Humus, thanks, I'll look into that demo.
 
Well, one method of fog rendering that's relatively easy on fillrate is one that measures the thickness of the fog analytically. One way to do this would be as follows:

1. First, bound the fog volume with geometry.
2. Render the depth values of the front-facing polygons to a texture (this sets the depth to the nearest portion of the fog).
3. Render the back-facing fog polygons and the front-facing world polygons to a second texture (this sets the depth to the furthest).
4. When rendering the full scene, use the difference between these two rendered textures to calculate the depth of the fog along the line of sight at every pixel on the screen. One would clamp is depth value to be positive definite (negative values would mean that the front of the fog is occluded by some foreground object).

This technique would do very well for fog, or any transparent object that has relatively well-defined edges, that doesn't overlap itself. There may be a way to do a variation of this method that works well both with world objects intersecting the fog, and fog that overlaps itself (it'd be easy to make a method that doesn't do well with intersections, but does well with overlapping transparent layers, by incrementing and decrementing the rendered texture, but I'm not clear on how well this would work with solid objects intersecting transparent ones).
 
Chalnoth, if you look it up, you'll see that method is pretty robust if you have the precision.
http://download.nvidia.com/develope...ogPolygonVolumes3/docs/FogPolygonVolumes3.pdf

In a separate texture, render the depth of each object potentially in the fog.
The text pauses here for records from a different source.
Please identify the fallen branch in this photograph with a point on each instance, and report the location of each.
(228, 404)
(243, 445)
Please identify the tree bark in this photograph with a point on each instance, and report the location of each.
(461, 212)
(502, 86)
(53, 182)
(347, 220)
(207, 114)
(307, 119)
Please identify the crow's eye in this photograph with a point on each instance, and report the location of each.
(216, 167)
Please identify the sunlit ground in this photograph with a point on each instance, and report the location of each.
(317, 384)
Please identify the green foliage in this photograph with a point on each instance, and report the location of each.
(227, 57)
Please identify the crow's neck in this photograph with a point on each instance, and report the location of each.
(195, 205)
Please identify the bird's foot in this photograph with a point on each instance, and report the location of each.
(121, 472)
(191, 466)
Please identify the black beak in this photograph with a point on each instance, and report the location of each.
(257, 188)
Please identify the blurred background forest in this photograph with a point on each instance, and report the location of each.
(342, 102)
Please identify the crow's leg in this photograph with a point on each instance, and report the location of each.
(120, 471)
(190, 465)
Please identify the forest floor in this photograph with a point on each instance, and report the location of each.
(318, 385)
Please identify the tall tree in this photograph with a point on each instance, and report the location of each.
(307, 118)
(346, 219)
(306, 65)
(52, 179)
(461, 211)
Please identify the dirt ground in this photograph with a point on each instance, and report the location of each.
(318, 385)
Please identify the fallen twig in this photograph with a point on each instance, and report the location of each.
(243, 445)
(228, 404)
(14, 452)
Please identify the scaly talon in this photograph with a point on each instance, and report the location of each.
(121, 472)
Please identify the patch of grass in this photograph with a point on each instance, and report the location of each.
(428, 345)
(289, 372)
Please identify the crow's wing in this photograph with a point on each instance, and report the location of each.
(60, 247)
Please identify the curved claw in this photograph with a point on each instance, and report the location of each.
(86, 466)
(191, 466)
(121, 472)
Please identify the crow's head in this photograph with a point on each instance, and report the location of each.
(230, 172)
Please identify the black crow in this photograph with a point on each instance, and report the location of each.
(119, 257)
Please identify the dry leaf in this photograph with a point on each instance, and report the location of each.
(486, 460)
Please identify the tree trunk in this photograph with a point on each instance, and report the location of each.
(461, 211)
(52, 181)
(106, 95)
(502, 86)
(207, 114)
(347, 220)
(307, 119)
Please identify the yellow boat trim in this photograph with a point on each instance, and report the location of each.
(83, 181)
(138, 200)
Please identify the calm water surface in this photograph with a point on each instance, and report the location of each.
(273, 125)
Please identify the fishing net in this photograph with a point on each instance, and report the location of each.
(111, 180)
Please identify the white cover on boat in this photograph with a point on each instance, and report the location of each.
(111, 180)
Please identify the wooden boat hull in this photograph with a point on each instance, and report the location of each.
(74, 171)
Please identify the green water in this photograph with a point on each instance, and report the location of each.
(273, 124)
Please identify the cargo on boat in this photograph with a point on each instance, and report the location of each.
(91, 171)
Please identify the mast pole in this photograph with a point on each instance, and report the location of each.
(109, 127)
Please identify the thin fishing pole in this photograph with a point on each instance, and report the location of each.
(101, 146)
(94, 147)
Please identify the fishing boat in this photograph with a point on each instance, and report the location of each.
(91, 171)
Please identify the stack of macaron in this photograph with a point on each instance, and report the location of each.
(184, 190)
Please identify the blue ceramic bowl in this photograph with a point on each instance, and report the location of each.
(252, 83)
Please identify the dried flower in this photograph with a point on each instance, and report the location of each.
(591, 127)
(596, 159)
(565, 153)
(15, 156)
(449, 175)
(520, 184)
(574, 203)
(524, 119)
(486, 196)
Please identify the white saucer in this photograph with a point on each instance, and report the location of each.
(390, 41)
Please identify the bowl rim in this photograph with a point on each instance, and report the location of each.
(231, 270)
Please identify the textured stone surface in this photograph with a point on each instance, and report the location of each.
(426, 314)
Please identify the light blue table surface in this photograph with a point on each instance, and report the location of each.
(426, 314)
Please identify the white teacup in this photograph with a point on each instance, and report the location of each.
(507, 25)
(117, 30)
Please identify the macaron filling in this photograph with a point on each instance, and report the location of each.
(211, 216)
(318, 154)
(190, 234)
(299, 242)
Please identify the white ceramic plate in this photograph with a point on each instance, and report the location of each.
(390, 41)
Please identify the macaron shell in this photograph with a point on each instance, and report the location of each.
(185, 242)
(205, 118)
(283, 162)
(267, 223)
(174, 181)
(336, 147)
When doing the adding and subracting of the frontfaces and backfaces, always take the min of the depth in that texture and the depth of your fog. This will handle overlapping faces as well, so you don't need a convex fog shape. You can even have inverted geometry inside your fog to represent "holes".

This technique is pretty neat, but it's not exactly light on bandwidth either, especially if you want more complicated volumes. But hopefully it will allow you to cap your overdraw at a reasonable amount, eliminating the extreme cases ERP and 3dcgi are mentioning.